I have a multi-dimensional array of objects, something like:
a = np.array([obj1,obj2,obj3])
The objects are instances of a class which has several attributes. Let's say one of them is heights and one of them is lengths. To get the corresponding multi-dimensional array of lengths and heights I do:
lengths = np.array([obj1.length,obj2.length,obj3.length])
heights = np.array([obj1.height,obj2.height,obj3.height])

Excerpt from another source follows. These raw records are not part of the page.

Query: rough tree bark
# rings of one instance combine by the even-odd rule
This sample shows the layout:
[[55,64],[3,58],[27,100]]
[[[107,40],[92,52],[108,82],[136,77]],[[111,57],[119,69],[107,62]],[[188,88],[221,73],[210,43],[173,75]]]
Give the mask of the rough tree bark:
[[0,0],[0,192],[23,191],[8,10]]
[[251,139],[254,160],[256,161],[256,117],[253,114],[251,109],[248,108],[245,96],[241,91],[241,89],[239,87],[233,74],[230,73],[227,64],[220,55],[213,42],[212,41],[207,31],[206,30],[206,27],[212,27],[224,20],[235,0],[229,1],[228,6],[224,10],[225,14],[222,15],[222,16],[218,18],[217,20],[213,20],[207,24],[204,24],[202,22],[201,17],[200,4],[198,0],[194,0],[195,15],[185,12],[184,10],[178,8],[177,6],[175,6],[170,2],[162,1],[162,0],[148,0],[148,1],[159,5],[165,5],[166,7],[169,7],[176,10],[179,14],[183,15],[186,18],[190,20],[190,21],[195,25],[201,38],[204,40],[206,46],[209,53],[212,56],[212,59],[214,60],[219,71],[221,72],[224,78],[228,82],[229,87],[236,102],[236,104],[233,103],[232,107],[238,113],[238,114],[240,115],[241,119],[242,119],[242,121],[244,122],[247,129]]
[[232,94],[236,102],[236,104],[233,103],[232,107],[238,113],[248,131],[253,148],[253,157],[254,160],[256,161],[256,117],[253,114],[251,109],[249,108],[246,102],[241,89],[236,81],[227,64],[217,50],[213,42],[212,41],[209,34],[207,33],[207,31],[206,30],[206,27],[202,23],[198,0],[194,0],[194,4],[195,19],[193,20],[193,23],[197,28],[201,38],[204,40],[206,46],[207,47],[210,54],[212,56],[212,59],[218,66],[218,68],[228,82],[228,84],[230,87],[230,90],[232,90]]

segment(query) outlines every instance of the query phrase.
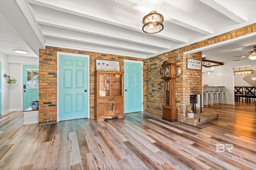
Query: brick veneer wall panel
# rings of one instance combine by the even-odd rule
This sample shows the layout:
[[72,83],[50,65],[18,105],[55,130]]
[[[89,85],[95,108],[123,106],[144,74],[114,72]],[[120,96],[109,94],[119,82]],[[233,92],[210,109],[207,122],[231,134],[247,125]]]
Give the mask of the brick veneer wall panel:
[[[57,122],[57,51],[89,55],[90,56],[90,117],[94,117],[94,71],[95,60],[119,61],[121,71],[123,71],[124,60],[143,62],[143,80],[147,77],[146,60],[139,58],[128,57],[81,50],[46,46],[46,49],[39,50],[39,124]],[[144,110],[147,109],[146,81],[144,82]]]
[[255,31],[256,23],[254,23],[147,60],[50,47],[46,47],[45,50],[40,49],[39,123],[54,123],[57,120],[57,51],[90,56],[90,117],[92,118],[94,117],[95,59],[119,61],[121,70],[124,70],[124,59],[143,61],[144,110],[160,115],[162,115],[162,107],[164,104],[163,94],[164,86],[161,78],[162,76],[156,76],[156,69],[161,67],[164,61],[176,63],[176,71],[180,69],[181,73],[177,74],[175,81],[175,100],[178,108],[178,121],[184,122],[186,119],[187,105],[189,103],[189,95],[202,93],[202,72],[188,70],[186,66],[187,57],[201,60],[201,53],[198,53],[188,55],[183,53]]

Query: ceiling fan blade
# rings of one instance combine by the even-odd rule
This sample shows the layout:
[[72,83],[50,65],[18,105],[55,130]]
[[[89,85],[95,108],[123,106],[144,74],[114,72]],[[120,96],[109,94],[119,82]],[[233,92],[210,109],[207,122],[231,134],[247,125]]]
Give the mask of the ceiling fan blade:
[[237,61],[238,60],[240,60],[241,59],[246,59],[246,58],[247,58],[247,57],[242,57],[242,58],[240,58],[240,59],[236,59],[235,60],[234,60],[233,61]]

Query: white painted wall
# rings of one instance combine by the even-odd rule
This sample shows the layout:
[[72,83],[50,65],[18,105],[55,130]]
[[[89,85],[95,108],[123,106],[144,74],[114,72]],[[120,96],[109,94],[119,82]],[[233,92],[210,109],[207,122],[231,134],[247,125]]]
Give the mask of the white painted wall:
[[214,67],[211,74],[205,74],[202,76],[202,82],[209,86],[224,86],[226,88],[227,103],[234,104],[234,73],[233,66],[230,64]]
[[[234,86],[251,86],[242,78],[244,76],[234,75],[234,70],[238,70],[239,68],[233,68],[236,66],[249,66],[246,69],[256,70],[256,61],[252,61],[248,59],[237,62],[232,61],[224,65],[214,67],[214,71],[211,71],[211,74],[207,73],[202,76],[202,84],[208,84],[209,86],[225,86],[226,88],[226,96],[228,104],[234,104]],[[245,69],[245,68],[244,67]],[[235,83],[236,83],[235,84]]]
[[10,110],[23,110],[22,65],[20,64],[10,63],[10,75],[17,80],[18,85],[8,86],[10,94]]
[[[0,53],[3,60],[3,74],[6,73],[17,80],[18,85],[12,88],[7,86],[5,79],[3,79],[2,100],[3,111],[4,114],[9,111],[23,110],[22,66],[39,65],[38,57],[24,57],[7,55]],[[1,76],[3,76],[1,75]]]
[[[256,66],[247,66],[246,67],[246,70],[252,70],[256,71]],[[245,70],[245,67],[241,67],[240,70],[241,71]],[[235,68],[234,69],[234,71],[239,71],[239,68]],[[254,74],[256,74],[256,72],[254,72]],[[248,74],[245,75],[234,75],[234,86],[252,86],[252,85],[245,81],[244,81],[243,78],[246,76]],[[256,80],[254,80],[256,81]]]
[[3,66],[2,84],[2,114],[4,114],[10,111],[10,90],[9,87],[6,86],[6,79],[4,78],[3,75],[6,73],[10,75],[10,64],[8,63],[8,57],[7,55],[0,52],[0,59],[2,61]]

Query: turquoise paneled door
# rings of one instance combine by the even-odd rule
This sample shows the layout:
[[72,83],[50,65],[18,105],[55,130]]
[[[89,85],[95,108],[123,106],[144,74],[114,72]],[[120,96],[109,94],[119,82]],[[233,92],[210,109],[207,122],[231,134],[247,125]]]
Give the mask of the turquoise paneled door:
[[88,59],[59,56],[59,120],[87,117]]
[[124,113],[142,111],[142,63],[124,62]]
[[30,107],[30,102],[38,100],[38,66],[23,65],[22,71],[23,110]]
[[2,115],[2,61],[0,60],[0,115]]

This is starting to clutter up my code quite a lot. Is there a more efficient way of doing this? For instance, I had something like
heights = a.height
in mind but obviously it doesn't work because a is an array of my objects and not my object. But is there something similar I can do that is efficient and pythonic? I tried something like
for x in np.nditer(a,flags=['refs_ok']):
print x.length
to see what would happen but it doesn't work because nditer returns a tuple somehow.
Any ideas?
You could vectorize the function:
>>> import numpy
>>>
>>> class Obj(object):
... def __init__(self, x, y):
... self.x = x
... self.y = y
...
>>> arr = numpy.array([Obj(1, 2), Obj(3, 4), Obj(5, 6)])
>>>
>>> vectorized_x = numpy.vectorize(lambda obj: obj.x)
>>>
>>> vectorized_x(arr)
array([1, 3, 5])
Although I'm not sure if you should really store a NumPy array of Python objects in the first place. Vectorize is no more efficient than a Python loop. It would be more efficient to store an (n+1)-D array, as we could easily extract the contents simply by slicing which is a native operation, e.g.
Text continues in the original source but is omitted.